Dating from recent years, I had learned—
but enough to stop me that afternoon
for a good half hour,
and good it was to stand there,
to take some slides, then pack the Canon
back into its bag and stare with believing eye
till I was moved to walk sunwise
three times round the power,
to tiptoe toward the Logan Stone—
stand there centered amid the twelve
and raise my arms like a gnomon
shining in the sun, to look right
toward the portal stone and wish
I had been here for Midsummer Sunrise
or maybe at midnight drawing down the moon.
From stone to feet to head to fingertips,
the god within me wakened and this poem began to shape.

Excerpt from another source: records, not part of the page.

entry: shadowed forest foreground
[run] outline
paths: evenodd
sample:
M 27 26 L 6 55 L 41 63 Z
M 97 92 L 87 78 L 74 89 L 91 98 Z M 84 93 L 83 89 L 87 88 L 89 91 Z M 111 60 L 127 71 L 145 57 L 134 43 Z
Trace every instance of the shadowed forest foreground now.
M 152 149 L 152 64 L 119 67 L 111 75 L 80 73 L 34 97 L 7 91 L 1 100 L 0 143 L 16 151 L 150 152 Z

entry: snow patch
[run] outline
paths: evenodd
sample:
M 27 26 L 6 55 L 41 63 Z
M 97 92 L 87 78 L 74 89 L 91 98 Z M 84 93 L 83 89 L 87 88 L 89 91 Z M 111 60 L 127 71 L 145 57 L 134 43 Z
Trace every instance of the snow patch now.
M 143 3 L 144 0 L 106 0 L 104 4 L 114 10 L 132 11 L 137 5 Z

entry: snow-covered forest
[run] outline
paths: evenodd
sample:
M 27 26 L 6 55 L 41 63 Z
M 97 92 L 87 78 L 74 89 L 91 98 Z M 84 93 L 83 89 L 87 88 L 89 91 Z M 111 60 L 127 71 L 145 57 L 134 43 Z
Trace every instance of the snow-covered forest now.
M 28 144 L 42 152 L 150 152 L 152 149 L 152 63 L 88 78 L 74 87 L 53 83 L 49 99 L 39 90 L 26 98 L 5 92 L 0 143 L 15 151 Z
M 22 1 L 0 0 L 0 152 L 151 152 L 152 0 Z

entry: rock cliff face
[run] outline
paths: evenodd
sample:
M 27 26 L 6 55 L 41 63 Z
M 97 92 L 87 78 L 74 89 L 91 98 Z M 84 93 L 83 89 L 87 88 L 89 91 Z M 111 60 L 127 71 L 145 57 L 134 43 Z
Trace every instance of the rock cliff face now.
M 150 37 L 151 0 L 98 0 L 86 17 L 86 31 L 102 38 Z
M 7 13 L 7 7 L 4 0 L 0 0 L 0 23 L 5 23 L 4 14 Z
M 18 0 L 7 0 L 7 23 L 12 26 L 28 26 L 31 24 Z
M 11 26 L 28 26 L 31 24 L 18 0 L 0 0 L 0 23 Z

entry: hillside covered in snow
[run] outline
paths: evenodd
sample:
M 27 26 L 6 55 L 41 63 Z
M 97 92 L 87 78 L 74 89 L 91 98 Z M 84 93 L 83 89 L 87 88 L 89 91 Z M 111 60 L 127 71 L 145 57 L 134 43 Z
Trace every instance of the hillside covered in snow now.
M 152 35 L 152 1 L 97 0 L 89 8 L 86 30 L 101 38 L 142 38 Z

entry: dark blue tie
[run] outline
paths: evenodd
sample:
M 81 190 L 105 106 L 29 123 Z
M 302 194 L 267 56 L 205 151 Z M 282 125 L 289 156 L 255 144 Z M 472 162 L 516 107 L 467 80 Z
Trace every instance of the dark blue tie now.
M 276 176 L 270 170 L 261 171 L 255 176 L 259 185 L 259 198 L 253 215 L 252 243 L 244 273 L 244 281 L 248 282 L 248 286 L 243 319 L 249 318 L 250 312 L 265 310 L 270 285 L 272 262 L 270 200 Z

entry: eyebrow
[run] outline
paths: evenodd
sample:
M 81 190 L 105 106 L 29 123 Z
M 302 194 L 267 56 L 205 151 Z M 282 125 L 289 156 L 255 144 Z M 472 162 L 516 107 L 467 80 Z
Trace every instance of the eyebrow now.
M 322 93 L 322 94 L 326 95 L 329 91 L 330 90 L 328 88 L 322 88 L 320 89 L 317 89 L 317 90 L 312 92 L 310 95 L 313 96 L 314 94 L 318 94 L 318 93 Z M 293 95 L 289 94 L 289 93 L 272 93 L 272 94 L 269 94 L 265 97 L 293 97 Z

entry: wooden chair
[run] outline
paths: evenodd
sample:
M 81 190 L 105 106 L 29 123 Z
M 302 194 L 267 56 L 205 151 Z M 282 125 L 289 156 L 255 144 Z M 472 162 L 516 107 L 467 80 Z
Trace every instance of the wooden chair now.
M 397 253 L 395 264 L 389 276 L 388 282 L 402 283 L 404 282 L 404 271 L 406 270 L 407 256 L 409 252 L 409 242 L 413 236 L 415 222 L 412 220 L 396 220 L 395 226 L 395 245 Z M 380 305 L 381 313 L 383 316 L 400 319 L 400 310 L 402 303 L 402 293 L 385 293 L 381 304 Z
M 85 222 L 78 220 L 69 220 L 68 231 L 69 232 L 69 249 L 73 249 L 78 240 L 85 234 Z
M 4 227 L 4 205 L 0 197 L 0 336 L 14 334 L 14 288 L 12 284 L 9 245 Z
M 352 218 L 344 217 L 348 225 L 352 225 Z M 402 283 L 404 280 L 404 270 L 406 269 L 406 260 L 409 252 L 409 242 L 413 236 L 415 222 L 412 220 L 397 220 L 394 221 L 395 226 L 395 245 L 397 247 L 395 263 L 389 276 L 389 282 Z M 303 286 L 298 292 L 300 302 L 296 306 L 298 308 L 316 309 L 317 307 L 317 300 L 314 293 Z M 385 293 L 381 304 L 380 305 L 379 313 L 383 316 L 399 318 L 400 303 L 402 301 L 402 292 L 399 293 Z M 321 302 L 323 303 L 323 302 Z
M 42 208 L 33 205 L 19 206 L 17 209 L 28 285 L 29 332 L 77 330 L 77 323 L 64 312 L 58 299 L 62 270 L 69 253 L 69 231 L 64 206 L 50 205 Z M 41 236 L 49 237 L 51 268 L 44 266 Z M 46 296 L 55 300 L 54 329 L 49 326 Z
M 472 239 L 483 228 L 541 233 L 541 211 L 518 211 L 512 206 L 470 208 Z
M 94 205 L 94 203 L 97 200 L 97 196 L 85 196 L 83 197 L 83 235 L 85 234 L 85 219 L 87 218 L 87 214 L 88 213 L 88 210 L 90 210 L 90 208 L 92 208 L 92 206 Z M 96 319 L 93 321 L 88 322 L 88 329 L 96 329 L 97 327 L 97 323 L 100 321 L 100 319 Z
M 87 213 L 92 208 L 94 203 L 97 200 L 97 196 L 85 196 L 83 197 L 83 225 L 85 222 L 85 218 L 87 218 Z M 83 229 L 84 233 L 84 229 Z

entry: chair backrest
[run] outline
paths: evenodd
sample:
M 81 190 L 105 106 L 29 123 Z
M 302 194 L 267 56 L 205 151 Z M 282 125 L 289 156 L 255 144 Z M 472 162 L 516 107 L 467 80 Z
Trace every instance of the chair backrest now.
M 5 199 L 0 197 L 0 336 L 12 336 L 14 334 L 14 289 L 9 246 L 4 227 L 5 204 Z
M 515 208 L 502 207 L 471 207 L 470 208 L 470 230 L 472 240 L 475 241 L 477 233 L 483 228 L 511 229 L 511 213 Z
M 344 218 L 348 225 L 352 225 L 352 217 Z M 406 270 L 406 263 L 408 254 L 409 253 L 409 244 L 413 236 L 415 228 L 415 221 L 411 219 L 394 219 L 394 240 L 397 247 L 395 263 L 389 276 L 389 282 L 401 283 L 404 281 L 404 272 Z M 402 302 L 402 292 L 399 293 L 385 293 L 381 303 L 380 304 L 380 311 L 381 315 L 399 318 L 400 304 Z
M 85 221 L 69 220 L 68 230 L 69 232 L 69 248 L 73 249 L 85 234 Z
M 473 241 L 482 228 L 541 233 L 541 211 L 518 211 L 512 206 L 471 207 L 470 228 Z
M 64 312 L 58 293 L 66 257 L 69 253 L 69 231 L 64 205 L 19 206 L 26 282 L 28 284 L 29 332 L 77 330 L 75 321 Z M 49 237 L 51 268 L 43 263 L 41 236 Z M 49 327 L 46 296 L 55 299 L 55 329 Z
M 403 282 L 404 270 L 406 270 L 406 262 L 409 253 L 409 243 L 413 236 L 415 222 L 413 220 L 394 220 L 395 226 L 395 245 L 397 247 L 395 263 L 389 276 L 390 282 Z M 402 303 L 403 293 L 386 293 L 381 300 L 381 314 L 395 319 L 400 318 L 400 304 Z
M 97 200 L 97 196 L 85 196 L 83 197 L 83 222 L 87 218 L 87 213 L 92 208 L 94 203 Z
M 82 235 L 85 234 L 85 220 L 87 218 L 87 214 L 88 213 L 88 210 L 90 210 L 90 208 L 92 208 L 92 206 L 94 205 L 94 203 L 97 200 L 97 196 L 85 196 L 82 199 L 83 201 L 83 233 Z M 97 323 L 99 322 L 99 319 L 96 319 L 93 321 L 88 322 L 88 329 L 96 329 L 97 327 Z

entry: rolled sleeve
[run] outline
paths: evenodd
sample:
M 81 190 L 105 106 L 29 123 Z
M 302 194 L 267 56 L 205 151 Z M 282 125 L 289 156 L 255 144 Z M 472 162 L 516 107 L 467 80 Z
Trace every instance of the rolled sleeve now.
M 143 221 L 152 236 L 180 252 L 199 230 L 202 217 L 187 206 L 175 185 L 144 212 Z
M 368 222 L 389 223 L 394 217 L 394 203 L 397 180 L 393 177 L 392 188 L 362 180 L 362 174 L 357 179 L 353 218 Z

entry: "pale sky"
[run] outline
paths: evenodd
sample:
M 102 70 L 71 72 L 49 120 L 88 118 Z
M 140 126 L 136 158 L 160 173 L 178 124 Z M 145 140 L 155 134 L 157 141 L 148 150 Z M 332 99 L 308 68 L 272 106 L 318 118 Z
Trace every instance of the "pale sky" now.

Small matter, really, when the stones arrived—
they are as old as they ever were,
and of a strength to hold within their gritty hearts
all possible chants and prayers.
© David Black, 2014
Gorstedd stones, Bute Park, Cardiff Photo by Andy Dingley from Wikimedia Commons |
3 comments:
Hi, love the poem. Especially "gritty hearts." :) Thanks, Linda Suddarth
I love the entire poem and especially the last line.
Here David Black, a born-again Druid, connects with a historical place, not as history but as a present reality. It probably took setting his camera away to be there as he became.
It is another example of Faulkner's "The past is not dead; it's not even past."